Sound bath, crystals help students relax


Adriana Hernandez-Santana

Tyna Sue Loafman, a reiki practitioner, motions over to one of the participants during the Sound Bath event at the Tarble Arts Center Monday afternoon.

Adriana Hernadez-Santana, Features Junior Editor

In efforts to try and prepare everyone for the beginning of spring semester, Tarble Arts Center hosts a crystal song bath to help align people’s chakras, and welcome them to the new year. 

Students, staff and community members were welcome to borrow a cushion or blanket from the Tarble, or bring their own from home. As everyone began to settle, the holistic healer arrived. 

Tyna Sue Loafman, a Reiki practitioner from Springfield, Ill. invited everyone to find a comfortable seat and relax. Before she started, she explained the magic that is her crystal bowls. 

According to Loafman, there are seven chakras connected to the human body, one for each main section. This includes the root, sacral, solar-plexus, heart, throat, third-eye and crown. Each crystal bowl is matched with a musical note C to B and matches with the corresponding chakra. Some notes would sound pleasing to the listener, while others felt off-key, or even a bit uncomfortable. In this instance, it meant that the listener’s certain chakra was unbalanced, and would need some extra attention to be in its more powerful state. 

After these words of guidance, Loafman allowed those who were comfortable to close their eyes, and allow the sounds of her crystal bowls work their magic. 

As audience members rested their weary bodies, the sounds of gently pitched-crystals filled the air. Some notes were soft, light and airy. Others had an intruding vibrato that caused some discomfort. All were required to help audience members learn what types of healings they should consider working on. 

But even with all these vibrations filling the air, Loafman says that she always starts her sessions by playing the root chakra bowl, the ‘C’ note.

“I always start with the root and I always end with the root because I want to make sure people are grounded when they leave…I often go in order, up and then down, back and forth,” Loafman said. “Then in the middle, I just kind of mix it up a little bit.”

 As for deciding how the rest of her session will go, she describes it as an intuitive feeling. 

“I just go intuitively on whatever feels right,” Loafman said. “You know, sometimes, there might be one that I don’t normally play more than others, but for some reason, I just get a feeling that it’s needed.”

Although she has been working in the practice for a bit, that doesn’t mean that every note sounds perfect to her.
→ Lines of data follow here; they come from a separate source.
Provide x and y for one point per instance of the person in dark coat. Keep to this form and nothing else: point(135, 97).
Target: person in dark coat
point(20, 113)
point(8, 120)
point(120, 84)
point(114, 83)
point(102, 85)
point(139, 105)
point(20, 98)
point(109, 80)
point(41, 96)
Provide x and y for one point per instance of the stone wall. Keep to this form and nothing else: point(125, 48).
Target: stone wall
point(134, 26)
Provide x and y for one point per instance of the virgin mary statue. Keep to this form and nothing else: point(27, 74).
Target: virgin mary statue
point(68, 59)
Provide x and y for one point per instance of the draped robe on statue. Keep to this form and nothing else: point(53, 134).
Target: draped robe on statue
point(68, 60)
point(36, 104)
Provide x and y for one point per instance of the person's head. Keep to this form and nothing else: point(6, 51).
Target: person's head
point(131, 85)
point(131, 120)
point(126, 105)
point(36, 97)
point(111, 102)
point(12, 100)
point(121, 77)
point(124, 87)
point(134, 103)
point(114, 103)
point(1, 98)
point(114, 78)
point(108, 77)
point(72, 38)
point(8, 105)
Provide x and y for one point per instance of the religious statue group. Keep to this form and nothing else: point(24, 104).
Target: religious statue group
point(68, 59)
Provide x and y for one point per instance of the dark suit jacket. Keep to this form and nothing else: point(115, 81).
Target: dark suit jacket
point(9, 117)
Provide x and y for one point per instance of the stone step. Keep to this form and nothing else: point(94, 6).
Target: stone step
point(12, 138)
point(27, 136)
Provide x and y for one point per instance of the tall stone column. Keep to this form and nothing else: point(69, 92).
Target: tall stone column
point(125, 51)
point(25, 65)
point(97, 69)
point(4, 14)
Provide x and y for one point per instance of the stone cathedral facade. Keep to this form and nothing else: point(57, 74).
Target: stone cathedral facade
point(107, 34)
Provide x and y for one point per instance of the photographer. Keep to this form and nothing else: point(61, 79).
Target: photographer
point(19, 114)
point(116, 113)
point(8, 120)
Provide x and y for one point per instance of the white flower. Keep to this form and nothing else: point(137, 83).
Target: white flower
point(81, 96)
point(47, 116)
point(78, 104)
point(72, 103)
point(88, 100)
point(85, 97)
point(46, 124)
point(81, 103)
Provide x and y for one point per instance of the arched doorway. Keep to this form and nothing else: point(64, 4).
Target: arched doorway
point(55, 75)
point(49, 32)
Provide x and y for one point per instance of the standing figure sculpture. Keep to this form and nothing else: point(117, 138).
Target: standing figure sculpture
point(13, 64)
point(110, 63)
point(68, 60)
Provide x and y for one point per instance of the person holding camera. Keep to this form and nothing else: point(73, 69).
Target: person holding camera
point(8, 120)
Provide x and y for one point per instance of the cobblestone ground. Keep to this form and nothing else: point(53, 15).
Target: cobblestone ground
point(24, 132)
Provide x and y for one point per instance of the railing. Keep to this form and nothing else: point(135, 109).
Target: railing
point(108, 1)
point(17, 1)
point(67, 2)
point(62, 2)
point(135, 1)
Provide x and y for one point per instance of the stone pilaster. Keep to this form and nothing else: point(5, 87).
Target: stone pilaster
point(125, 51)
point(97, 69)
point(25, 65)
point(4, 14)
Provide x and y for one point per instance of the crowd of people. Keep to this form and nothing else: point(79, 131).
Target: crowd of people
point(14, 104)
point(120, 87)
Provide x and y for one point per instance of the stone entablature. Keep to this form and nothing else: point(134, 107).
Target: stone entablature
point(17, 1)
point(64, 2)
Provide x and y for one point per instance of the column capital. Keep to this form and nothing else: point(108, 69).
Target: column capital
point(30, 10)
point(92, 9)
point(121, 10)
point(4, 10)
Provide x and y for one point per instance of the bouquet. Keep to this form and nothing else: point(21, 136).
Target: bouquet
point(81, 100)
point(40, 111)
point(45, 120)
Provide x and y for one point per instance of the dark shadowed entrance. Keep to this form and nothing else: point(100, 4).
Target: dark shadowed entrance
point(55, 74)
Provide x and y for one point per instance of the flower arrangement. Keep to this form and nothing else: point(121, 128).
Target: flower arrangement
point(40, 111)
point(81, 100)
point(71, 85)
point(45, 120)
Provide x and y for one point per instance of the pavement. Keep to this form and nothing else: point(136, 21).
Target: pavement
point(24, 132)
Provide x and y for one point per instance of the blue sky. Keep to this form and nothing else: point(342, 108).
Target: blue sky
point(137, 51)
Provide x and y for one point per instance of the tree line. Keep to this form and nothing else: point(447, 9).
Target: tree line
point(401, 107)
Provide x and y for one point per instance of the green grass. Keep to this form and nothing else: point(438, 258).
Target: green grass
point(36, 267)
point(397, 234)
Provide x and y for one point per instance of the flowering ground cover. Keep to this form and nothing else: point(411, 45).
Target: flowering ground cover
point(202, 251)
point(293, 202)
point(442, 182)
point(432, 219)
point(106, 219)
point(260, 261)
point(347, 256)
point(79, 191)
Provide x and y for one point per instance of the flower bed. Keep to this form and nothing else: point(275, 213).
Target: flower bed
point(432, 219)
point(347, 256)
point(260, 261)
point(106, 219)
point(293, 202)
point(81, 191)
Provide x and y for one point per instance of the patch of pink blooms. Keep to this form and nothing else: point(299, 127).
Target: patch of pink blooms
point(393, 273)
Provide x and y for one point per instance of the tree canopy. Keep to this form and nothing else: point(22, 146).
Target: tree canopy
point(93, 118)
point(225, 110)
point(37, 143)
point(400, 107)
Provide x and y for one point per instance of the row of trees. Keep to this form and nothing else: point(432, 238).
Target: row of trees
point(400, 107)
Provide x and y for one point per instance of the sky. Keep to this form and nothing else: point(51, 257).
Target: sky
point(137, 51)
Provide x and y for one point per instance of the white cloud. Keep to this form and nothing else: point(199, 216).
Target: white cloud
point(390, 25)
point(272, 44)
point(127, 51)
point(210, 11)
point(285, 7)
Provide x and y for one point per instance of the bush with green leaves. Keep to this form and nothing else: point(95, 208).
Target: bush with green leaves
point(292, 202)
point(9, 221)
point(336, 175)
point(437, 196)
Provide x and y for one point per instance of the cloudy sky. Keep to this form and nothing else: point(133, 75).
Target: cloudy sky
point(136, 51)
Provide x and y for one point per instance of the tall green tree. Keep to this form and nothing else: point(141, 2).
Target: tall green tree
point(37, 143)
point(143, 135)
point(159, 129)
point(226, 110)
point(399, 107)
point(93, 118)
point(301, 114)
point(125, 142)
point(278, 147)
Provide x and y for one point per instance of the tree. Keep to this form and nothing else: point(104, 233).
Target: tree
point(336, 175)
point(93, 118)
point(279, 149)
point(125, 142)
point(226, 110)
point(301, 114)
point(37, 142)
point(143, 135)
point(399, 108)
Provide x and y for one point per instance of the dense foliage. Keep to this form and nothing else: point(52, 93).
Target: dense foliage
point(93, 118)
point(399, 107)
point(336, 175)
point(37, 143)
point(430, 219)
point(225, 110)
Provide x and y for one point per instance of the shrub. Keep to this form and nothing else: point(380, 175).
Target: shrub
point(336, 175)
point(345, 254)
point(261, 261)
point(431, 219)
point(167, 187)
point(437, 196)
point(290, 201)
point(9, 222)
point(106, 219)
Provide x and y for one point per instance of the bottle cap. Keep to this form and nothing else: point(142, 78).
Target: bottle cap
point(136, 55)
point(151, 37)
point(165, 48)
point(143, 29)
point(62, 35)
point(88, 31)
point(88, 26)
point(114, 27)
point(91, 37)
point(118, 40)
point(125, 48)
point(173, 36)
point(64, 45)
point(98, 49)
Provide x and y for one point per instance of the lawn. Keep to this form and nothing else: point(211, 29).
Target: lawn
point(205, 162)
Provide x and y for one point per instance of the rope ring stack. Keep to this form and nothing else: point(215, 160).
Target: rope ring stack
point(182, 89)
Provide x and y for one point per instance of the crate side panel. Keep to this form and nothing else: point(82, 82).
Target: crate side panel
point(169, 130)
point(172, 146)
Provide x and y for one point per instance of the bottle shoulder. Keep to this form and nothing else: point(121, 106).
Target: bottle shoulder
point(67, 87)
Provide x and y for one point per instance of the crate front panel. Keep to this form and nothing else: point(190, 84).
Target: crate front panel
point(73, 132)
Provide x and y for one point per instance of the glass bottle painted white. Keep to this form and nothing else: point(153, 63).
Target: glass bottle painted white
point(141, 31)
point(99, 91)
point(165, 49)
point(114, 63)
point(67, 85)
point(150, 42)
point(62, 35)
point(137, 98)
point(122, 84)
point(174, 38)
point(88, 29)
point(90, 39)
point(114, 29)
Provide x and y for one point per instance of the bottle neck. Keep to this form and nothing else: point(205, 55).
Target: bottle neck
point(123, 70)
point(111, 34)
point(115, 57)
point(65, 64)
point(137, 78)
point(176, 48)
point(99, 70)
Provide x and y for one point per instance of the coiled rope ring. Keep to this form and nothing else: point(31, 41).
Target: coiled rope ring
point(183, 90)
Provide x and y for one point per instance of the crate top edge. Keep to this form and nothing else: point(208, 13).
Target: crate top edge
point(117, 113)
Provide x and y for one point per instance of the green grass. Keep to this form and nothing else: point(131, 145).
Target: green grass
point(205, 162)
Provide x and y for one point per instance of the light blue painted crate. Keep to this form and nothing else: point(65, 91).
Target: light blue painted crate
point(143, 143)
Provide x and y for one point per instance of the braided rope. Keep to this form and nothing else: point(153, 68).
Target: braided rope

Loafman admits that some days, not every bowl is working for her that day. The ones she tends to struggle with the mist are the sacral and throat. 

“Evidently, I’m not expressing my creativity and passion well enough, so those are two that I really struggle with,” Loafman says. 

After the session, it’s as if the listener has been revitalized. The chakras, though not fully healed, have been given some well-deserved attention. 

Phlebotomist Morgan Norris says that she came all the way from Terre Haute, Ind. to come and experience Loafman’s singing bowls. As someone who has met some of the greatest holistic therapists, she had high expectations for tonight. 

Needless to say, she enjoyed herself very much. 

“I wasn’t sure how this environment would be, and somebody posted about it,” Norris said. “Now I’m really interested to see if there are any other classes.” 

As for farmer Becca Dickens, she said that her friend invited her to this event. For someone who loves to do yoga and meditate, this was the ideal way to spend her night. 

“We are really into sound healing,” Dickens said.